Em audiência na Câmara dos Deputados, entidades socioambientais receberam apoio de representantes dos ministérios do Meio Ambiente e do Desenvolvimento Agrário na busca do reconhecimento de Cerrado e Caatinga como patrimônios nacionais. Eles cobraram a aprovação das propostas (PEC 504/10 e três apensadas) que incluem os dois biomas na Constituição Federal, como já ocorre com a Floresta Amazônica, a Mata Atlântica, a Serra do Mar, o Pantanal Mato-Grossense e a Zona Costeira.
A chamada PEC do Cerrado e da Caatinga está pronta para votação do Plenário da Câmara desde 2013; porém, enfrenta resistência das bancadas ligadas ao agronegócio e a outros setores produtivos. Os defensores do texto argumentam que o reconhecimento como patrimônio nacional pode ampliar as políticas públicas de proteção do Cerrado, segundo maior bioma do país, e da Caatinga, único bioma exclusivo do Brasil, ambos ricos em biodiversidade. O debate ocorreu na Comissão da Amazônia e dos Povos Originários. A coordenadora-geral da Rede Cerrado, Maria de Lurdes Nascimento, criticou o atual foco de proteção apenas em biomas predominantemente florestais.
“Ninguém deve ter a ilusão de que a vida estará salva ao se preservar só a Amazônia.

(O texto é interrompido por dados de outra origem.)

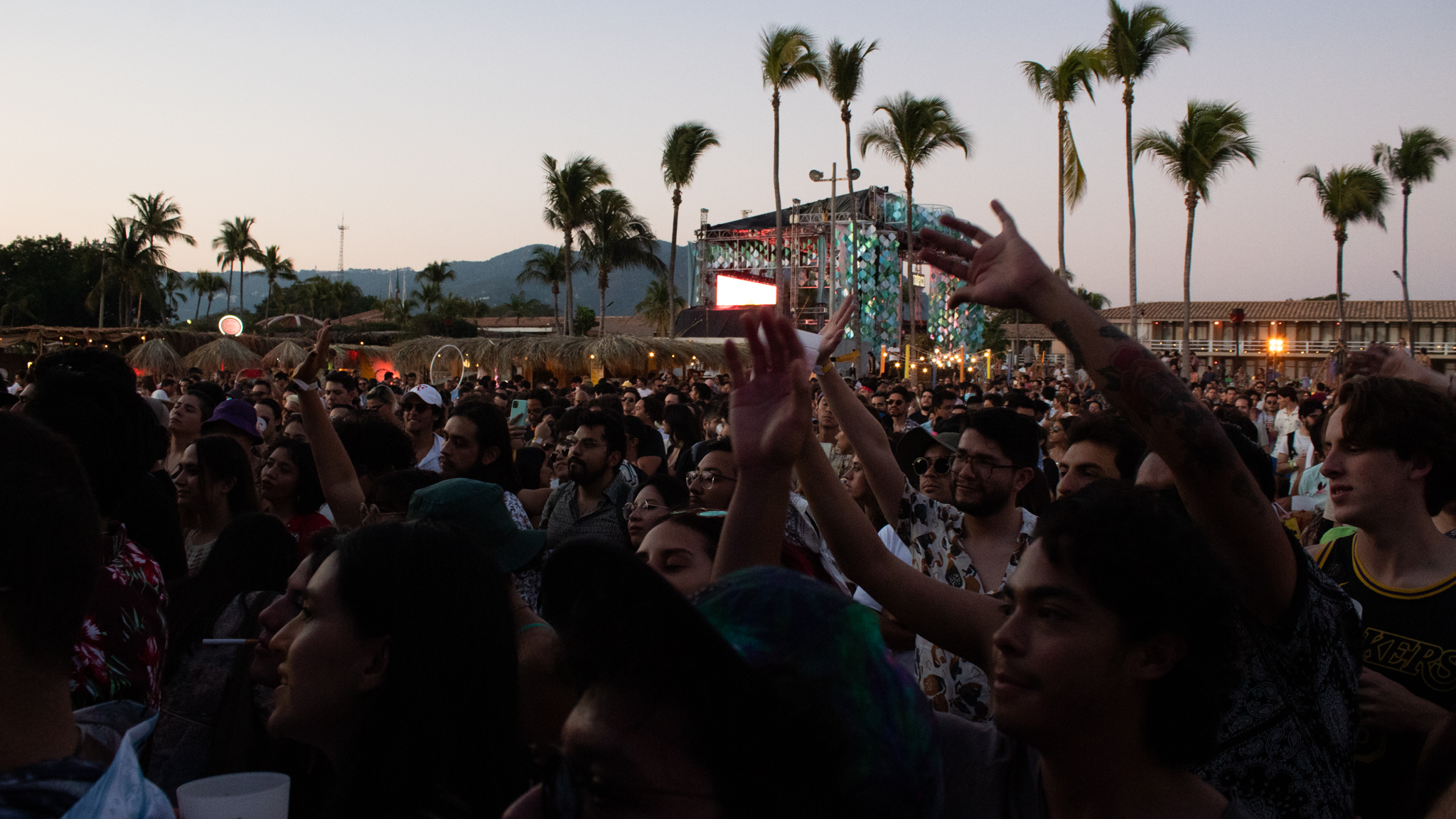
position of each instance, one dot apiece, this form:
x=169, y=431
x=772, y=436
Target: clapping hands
x=1001, y=272
x=771, y=410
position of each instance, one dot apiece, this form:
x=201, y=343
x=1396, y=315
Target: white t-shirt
x=1300, y=448
x=896, y=545
x=432, y=461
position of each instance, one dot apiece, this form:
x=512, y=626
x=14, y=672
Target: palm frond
x=682, y=148
x=846, y=69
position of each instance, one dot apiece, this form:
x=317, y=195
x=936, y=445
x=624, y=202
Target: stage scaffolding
x=867, y=235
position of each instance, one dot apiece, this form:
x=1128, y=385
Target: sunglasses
x=924, y=465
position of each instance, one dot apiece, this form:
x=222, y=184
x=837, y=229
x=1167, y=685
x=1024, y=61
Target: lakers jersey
x=1410, y=636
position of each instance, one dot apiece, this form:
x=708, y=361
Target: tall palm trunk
x=555, y=306
x=571, y=295
x=854, y=245
x=1132, y=213
x=1340, y=284
x=1192, y=200
x=909, y=279
x=672, y=261
x=778, y=220
x=1062, y=187
x=1406, y=287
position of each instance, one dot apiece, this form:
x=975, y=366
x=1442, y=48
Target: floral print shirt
x=124, y=634
x=932, y=531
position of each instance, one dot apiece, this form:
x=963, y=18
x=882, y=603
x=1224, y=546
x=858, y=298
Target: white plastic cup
x=236, y=796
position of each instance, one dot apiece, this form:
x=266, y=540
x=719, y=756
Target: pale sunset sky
x=424, y=124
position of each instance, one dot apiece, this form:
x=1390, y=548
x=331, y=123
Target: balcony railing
x=1260, y=347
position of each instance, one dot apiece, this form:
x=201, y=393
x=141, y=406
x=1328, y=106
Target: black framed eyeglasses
x=924, y=465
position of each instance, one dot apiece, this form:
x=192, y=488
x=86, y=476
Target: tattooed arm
x=1222, y=496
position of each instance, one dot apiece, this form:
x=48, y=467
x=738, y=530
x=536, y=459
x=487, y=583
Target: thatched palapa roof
x=225, y=353
x=156, y=358
x=286, y=356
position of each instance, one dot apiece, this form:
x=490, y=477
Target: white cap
x=427, y=394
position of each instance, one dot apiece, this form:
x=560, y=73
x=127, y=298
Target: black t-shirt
x=1286, y=742
x=1410, y=636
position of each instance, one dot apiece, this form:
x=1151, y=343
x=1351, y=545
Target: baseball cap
x=479, y=508
x=427, y=394
x=914, y=445
x=236, y=413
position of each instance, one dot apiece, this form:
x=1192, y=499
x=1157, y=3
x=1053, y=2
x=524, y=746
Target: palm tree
x=205, y=284
x=616, y=237
x=436, y=273
x=657, y=308
x=1354, y=193
x=1132, y=46
x=680, y=151
x=398, y=309
x=846, y=75
x=571, y=193
x=1210, y=139
x=788, y=60
x=914, y=133
x=132, y=261
x=429, y=296
x=276, y=267
x=547, y=266
x=1062, y=85
x=1410, y=164
x=237, y=244
x=159, y=219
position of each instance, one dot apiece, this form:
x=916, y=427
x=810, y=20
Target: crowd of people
x=1081, y=591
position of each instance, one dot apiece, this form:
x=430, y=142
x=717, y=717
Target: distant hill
x=496, y=280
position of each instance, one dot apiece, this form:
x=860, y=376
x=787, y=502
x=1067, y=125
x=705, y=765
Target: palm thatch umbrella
x=286, y=356
x=223, y=355
x=414, y=356
x=156, y=358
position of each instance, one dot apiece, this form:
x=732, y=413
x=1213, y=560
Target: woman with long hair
x=215, y=486
x=186, y=422
x=401, y=669
x=683, y=430
x=244, y=573
x=290, y=490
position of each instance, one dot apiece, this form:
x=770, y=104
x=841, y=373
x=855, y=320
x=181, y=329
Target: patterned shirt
x=933, y=534
x=562, y=520
x=1286, y=745
x=124, y=636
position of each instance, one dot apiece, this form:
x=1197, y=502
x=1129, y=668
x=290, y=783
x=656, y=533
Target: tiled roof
x=1290, y=311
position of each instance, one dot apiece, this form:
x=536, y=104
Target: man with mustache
x=590, y=500
x=970, y=540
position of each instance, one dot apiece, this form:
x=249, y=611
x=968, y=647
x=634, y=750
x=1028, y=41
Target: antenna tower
x=343, y=228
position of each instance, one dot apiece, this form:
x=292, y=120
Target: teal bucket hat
x=479, y=509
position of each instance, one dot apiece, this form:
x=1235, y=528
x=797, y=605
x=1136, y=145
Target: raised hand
x=309, y=368
x=835, y=330
x=1001, y=272
x=769, y=412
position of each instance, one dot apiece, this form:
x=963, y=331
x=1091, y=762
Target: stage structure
x=867, y=233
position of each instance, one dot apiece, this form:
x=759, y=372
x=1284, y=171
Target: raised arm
x=337, y=476
x=1221, y=494
x=771, y=420
x=956, y=620
x=860, y=424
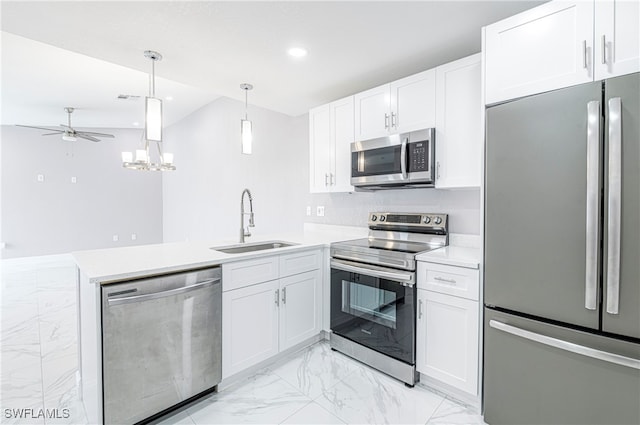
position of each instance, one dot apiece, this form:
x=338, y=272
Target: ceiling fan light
x=167, y=158
x=127, y=157
x=141, y=155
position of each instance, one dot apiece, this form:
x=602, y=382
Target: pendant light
x=152, y=129
x=245, y=124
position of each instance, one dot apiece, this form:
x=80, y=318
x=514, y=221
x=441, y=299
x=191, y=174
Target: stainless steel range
x=373, y=293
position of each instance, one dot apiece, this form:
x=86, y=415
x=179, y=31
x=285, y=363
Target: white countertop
x=460, y=256
x=113, y=264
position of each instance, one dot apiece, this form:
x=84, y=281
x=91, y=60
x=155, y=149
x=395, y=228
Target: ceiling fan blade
x=40, y=128
x=95, y=134
x=84, y=136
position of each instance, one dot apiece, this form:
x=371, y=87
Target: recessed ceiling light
x=297, y=52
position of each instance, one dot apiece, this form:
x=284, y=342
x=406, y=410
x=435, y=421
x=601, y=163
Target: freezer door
x=539, y=240
x=536, y=373
x=621, y=313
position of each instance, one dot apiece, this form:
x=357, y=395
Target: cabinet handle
x=442, y=279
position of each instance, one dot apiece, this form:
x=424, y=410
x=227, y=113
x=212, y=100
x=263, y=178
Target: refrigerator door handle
x=614, y=201
x=593, y=204
x=566, y=345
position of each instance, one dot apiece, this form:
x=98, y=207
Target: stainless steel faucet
x=245, y=233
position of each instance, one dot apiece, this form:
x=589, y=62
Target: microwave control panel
x=418, y=157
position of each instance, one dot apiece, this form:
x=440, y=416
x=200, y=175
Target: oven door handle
x=406, y=279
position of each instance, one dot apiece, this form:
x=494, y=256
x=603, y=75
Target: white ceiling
x=85, y=53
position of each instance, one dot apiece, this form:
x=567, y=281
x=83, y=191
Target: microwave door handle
x=403, y=158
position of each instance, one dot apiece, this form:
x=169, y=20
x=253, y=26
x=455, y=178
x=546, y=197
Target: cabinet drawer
x=245, y=273
x=299, y=262
x=458, y=281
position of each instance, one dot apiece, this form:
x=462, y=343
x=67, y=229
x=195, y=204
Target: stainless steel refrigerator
x=562, y=257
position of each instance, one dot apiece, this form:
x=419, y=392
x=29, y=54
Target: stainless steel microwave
x=395, y=161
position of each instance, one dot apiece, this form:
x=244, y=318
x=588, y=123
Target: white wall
x=56, y=216
x=201, y=199
x=352, y=209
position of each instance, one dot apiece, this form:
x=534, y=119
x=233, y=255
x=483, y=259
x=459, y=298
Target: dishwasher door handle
x=162, y=294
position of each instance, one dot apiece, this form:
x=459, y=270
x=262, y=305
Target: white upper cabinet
x=459, y=127
x=545, y=48
x=617, y=38
x=413, y=105
x=330, y=138
x=372, y=114
x=341, y=139
x=561, y=44
x=403, y=105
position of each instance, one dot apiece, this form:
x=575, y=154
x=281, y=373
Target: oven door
x=375, y=307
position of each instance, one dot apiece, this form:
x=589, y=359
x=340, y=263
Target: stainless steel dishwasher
x=161, y=343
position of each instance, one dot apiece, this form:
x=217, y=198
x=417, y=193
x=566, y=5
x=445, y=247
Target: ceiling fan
x=69, y=133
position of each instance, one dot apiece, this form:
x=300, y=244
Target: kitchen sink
x=251, y=247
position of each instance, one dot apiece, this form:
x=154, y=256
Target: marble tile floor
x=313, y=386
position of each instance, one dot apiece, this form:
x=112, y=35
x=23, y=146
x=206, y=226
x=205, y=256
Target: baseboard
x=451, y=392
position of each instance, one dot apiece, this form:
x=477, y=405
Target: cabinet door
x=545, y=48
x=342, y=135
x=413, y=102
x=459, y=123
x=617, y=42
x=372, y=113
x=300, y=313
x=249, y=326
x=447, y=340
x=320, y=148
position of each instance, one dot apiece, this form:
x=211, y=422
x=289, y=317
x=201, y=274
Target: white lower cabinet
x=447, y=328
x=250, y=326
x=259, y=320
x=300, y=314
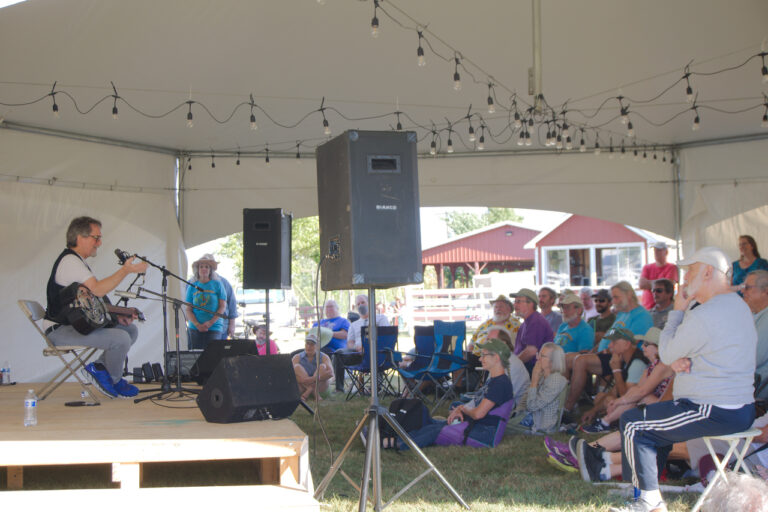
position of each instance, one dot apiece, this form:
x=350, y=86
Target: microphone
x=122, y=256
x=127, y=295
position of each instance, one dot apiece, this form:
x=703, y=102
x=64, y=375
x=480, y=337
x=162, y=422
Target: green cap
x=619, y=333
x=528, y=294
x=652, y=336
x=496, y=346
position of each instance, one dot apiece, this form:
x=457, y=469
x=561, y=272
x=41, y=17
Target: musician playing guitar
x=83, y=241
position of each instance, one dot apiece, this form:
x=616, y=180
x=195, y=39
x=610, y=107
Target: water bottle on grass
x=30, y=409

Não estará. A Amazônia não sobreviverá se o Cerrado e a Caatinga deixarem de existir. Temos que dar as mãos e salvar todos os biomas, porque um é tão importante quanto o outro”, afirmou.
A Articulação do Semiárido Brasileiro (ASA) também reforçou a tese de conexão e interdependência dos biomas. Coordenador da ASA na Caatinga de Pernambuco, Paulo Pedro de Carvalho não vê obstáculos das PECs para os setores produtivos ambientalmente sustentáveis.
“Nós não estamos aqui contra o desenvolvimento. Muito pelo contrário: povos da Caatinga e do Cerrado merecemos ter os nossos biomas reconhecidos na Constituição Federal”, disse.
Representante do Ministério do Desenvolvimento Agrário, o diretor de política agrícola da Companhia Nacional de Abastecimento (Conab), Sílvio Porto, citou dados do Programa de Aquisição de Alimentos (PAA) para mostrar que a agricultura familiar dos dois biomas oferece rica variedade de alimentos, muito além da monocultura de grãos que avança nesses ecossistemas.
“Da Caatinga, a gente recebeu (no PAA) propostas que representam 221 tipos de produtos e de alimentos diferentes; do Cerrado, são 235. Isso mostra que não é só um, dois ou três produtos (da monocultura) que são relevantes por terem relação com as exportações e a balança comercial”.
O diretor do departamento de combate à desertificação do Ministério do Meio Ambiente, Alexandre Pires, ressaltou a relevância da PEC no atual contexto de mudanças climáticas e de valorização da sociobioeconomia e da agroecologia.
“A aprovação dessa PEC é sobretudo reconhecer a importância dos povos que neles vivem e a importância da biodiversidade para a sustentação e a sobrevivência desse planeta”, sustentou.
Organizadora do debate, a presidente da Comissão da Amazônia e dos Povos Originários, deputada Célia Xakriabá (Psol-MG), anunciou nova articulação para a aprovação da PEC do Cerrado e da Caatinga, com argumentos reforçados pela futura Conferência da ONU sobre Mudanças do Clima, a COP-30, prevista para 2025 em Belém, no Pará.
“Sabemos o quanto os nossos territórios têm sido vítimas de ataque. Iremos nos debruçar aqui com todos os líderes de bancada e articular com o presidente da Casa para pautar e aprovar (a PEC) no Plenário. Não dá para o Brasil sediar a COP sem o compromisso com os outros biomas”, apontou.
Outro reforço nessa articulação virá da Frente Parlamentar Ambientalista por meio de um grupo de trabalho de proteção do Cerrado, segundo a deputada Dandara (PT-MG).
“São mais de 12 mil espécies de plantas, a grande maioria ainda nem estudada a fundo. Por isso, nos dói tanto ver incêndios criminosos no Cerrado, porque, para nós, é a mesma coisa que botar fogo em uma biblioteca sem ela nunca ter sido lida”.
O GT Cerrado da frente ambientalista foi lançado durante a décima edição do Encontro e Feira dos Povos do Cerrado.